The reward? Self-transendence -- "Going beyond personal limits and reaching new levels of inner and outer perfection," according to the Sri Chinmoy website.
The 3,100-mile race is the longest footrace in the world, the site claims, and comprises 5,649 total laps.
Eleven runners -- many from Eastern Europe -- started the race on June 12. In a report on the race last year, the Wall Street Journal said 25 runners have completed the race since it began in 1997, some more than once.
Each runner plods along from 6 a.m. to midnight.

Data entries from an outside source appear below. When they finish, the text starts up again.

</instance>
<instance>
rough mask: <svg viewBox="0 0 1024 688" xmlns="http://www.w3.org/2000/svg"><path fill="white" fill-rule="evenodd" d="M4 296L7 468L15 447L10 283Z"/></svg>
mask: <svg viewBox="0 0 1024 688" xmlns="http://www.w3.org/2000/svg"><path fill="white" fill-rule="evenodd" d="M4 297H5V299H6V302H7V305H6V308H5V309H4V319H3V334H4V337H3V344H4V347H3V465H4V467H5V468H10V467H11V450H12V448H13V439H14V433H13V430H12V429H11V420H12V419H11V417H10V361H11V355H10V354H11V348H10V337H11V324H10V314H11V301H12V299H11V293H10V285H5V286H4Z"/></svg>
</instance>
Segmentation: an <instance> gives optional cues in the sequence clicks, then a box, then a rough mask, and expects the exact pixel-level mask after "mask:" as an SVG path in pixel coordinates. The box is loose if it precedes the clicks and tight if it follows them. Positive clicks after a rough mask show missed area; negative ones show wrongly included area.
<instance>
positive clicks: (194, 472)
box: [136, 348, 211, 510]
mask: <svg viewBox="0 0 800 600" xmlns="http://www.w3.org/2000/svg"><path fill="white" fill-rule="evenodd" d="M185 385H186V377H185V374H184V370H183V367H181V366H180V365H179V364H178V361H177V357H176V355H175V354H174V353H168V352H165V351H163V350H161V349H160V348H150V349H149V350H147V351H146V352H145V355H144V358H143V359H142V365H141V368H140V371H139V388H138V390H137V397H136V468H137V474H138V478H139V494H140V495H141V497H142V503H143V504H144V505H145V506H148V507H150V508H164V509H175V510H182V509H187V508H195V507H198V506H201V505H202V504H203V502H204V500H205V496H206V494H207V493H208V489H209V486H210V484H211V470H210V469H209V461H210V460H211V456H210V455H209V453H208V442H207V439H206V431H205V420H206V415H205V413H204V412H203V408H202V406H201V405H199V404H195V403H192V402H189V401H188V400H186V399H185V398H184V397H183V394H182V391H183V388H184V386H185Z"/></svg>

When all is said and done, they'll have gone through more than 12 pairs of sneakers over the course of the competition, the Journal reported.
The Self-Transendence 3100 Mile Race website features a blog with updates on the race, written by both runners and spectators. One local man, Mark Dorian -- a "friend and supporter," according to the site -- wrote recently that a lounge singer from Queens showed up to sing "Happy Birthday" to one of the runners, Purna-Samarpan (Olaf) Querhammer, complete with balloons, streamers, and cake.
"Wildest of all," Dorian adds, "both a donkey and wolf were seen chasing Dr. Querhammer around the loop under the full moon. The little terrier Roxy who belongs to well-known NYC pastry chef and 3100 race helper Sushovita Taylor was grring and chomping at the bit to chase after the wolf."
The fastest man in the history of the race is Wolfgang Schwerk, a German furniture maker and opera singer who finished the race in 41 days, 8 hours, 16 minutes and 29 seconds -- that's an average of 75.1 miles per day.
Chinmoy, according to the Journal, grew up in India, where he studied at an ashram, and eventually settled in Queens, where a tight-knit community of his students grew over the years.